Chief executive of the University of Limerick Hospitals Group (ULHG) Colette Cowan said the new unit, which has permission to be built on the hospital campus in Dooradoyle, will take the pressure off the existing bed stock.
“The project is out to tender at the moment. The tenders are due in in Feburary. We had said January, but Covid took over everybody in all offices. So it will be early February now,” the hospital chief added.
“The 96-bed block, why we've pitched for it, is we have 199 beds in our Nightingale wards across the hospital group, and it's very evident to us over the years and even more so since the pandemic, it's a risk for outbreaks. Our plan is to eliminate these Nightingale wards and provide the isolation facilities,” Ms Cowan said.
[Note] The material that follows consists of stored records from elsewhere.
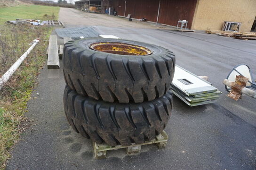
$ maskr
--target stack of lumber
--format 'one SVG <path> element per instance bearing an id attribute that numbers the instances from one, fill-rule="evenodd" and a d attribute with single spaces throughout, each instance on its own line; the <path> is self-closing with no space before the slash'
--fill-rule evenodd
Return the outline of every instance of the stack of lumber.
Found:
<path id="1" fill-rule="evenodd" d="M 16 19 L 15 21 L 7 21 L 8 23 L 13 24 L 32 24 L 33 22 L 40 23 L 40 20 L 33 20 L 30 19 Z"/>
<path id="2" fill-rule="evenodd" d="M 210 82 L 177 65 L 171 89 L 191 107 L 214 103 L 222 93 Z"/>
<path id="3" fill-rule="evenodd" d="M 43 23 L 46 24 L 47 26 L 55 27 L 65 27 L 65 24 L 59 20 L 47 20 L 44 21 L 42 22 Z"/>
<path id="4" fill-rule="evenodd" d="M 206 30 L 205 33 L 211 34 L 217 34 L 220 36 L 233 37 L 235 38 L 245 40 L 256 40 L 256 33 L 251 32 L 225 31 L 221 30 Z"/>
<path id="5" fill-rule="evenodd" d="M 256 40 L 256 34 L 247 34 L 244 33 L 238 33 L 234 34 L 234 37 L 237 39 L 245 40 Z"/>

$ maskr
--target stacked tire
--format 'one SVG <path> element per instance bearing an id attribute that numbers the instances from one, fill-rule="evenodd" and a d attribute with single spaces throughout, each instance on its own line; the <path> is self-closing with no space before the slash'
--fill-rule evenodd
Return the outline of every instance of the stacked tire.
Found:
<path id="1" fill-rule="evenodd" d="M 92 49 L 95 43 L 151 52 L 105 52 Z M 65 44 L 63 61 L 65 114 L 76 132 L 97 143 L 127 146 L 151 140 L 165 128 L 172 109 L 172 52 L 144 43 L 90 38 Z"/>

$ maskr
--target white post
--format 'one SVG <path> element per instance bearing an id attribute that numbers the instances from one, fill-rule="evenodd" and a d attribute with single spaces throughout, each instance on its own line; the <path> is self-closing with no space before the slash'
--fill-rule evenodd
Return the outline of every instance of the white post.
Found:
<path id="1" fill-rule="evenodd" d="M 160 11 L 160 3 L 161 0 L 159 0 L 159 6 L 158 6 L 158 12 L 157 13 L 157 19 L 156 19 L 156 23 L 158 23 L 158 17 L 159 17 L 159 12 Z"/>
<path id="2" fill-rule="evenodd" d="M 108 7 L 107 8 L 107 9 L 108 9 L 108 10 L 109 10 L 109 7 L 108 7 Z"/>
<path id="3" fill-rule="evenodd" d="M 124 1 L 124 17 L 125 18 L 125 11 L 126 10 L 126 0 Z"/>
<path id="4" fill-rule="evenodd" d="M 20 66 L 22 62 L 27 58 L 28 54 L 30 53 L 31 51 L 33 50 L 34 47 L 36 45 L 37 43 L 39 42 L 39 40 L 35 39 L 34 40 L 34 42 L 32 45 L 29 47 L 29 48 L 25 52 L 19 59 L 16 61 L 15 63 L 9 68 L 9 69 L 3 75 L 2 77 L 0 78 L 0 90 L 4 86 L 4 84 L 8 81 L 8 80 L 11 77 L 12 74 L 15 72 L 17 69 Z"/>

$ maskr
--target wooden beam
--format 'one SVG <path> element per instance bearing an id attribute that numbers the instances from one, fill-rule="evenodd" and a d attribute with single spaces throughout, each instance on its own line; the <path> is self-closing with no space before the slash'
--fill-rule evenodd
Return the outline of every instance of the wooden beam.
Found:
<path id="1" fill-rule="evenodd" d="M 50 36 L 47 67 L 48 69 L 60 68 L 56 36 Z"/>

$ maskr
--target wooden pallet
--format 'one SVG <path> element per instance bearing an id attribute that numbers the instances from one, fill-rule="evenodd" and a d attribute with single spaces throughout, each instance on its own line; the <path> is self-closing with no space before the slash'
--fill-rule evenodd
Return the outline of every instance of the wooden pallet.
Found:
<path id="1" fill-rule="evenodd" d="M 155 139 L 140 144 L 133 143 L 129 146 L 117 145 L 115 147 L 112 147 L 105 143 L 98 144 L 93 141 L 94 157 L 97 159 L 104 159 L 106 157 L 107 151 L 123 148 L 126 149 L 126 153 L 128 155 L 138 154 L 141 150 L 142 146 L 152 144 L 155 144 L 159 149 L 161 149 L 165 148 L 168 140 L 168 135 L 163 131 L 161 134 L 156 136 Z"/>
<path id="2" fill-rule="evenodd" d="M 177 31 L 181 31 L 181 32 L 195 32 L 195 30 L 194 30 L 175 29 L 174 30 Z"/>
<path id="3" fill-rule="evenodd" d="M 46 25 L 55 27 L 65 27 L 65 24 L 59 20 L 47 20 Z"/>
The news came in a week where UHL was forced to open up ‘surge capacity’ for its facilities, after one of the highest attendances in the emergency department in recent years.
Another 60 beds are available for patient care, but Ms Cowan said these have not been able to be used generally at the moment, since it is in effect a unit caring for people with Covid-19.
“When it's freed up after this pandemic, we will be able to flow more patients from the emergency department,” she said.
Ms Cowan said the hospitals group will be enhancing community care, with a significant project under way.
“We have had huge investment into the area to set up community assessment hubs and alternative pathways for patients so they do not have to come into the emergency department, especially those with chronic diseases,” she said.
Despite the pressure on the emergency department, Ms Cowan says the hospital has never had to send a patient out of the region for critical care treatment.
“We’ve looked after every single one of them. In fact, we've taken patients in from other hospitals in other regions to support their beds,” she said.
The chief clinical director at ULHG Prof Brian Lenehan added: “At all times, the executive would have contingency plans and surge plans in place for our intensive care unit. If our 12 intensive care beds are full and 16 high-dependency beds are full, we'd have moved the high-dependency units to the third floor and converted the remaining beds into intensive care beds and redeployed staff into support them. We'd not have found ourselves in the situation where there is no room at the inn. We had contingency plans to flex-up had the circumstances arose which thankfully did not.”
The deadline for tenders was last September, with the hospital now sorting through these ahead of a decision on the appointment of a contractor.
This is widely expected to happen early next month.
Last week, 97 patients were without a bed at the Dooradoyle hospital, sparking concern from nursing unions.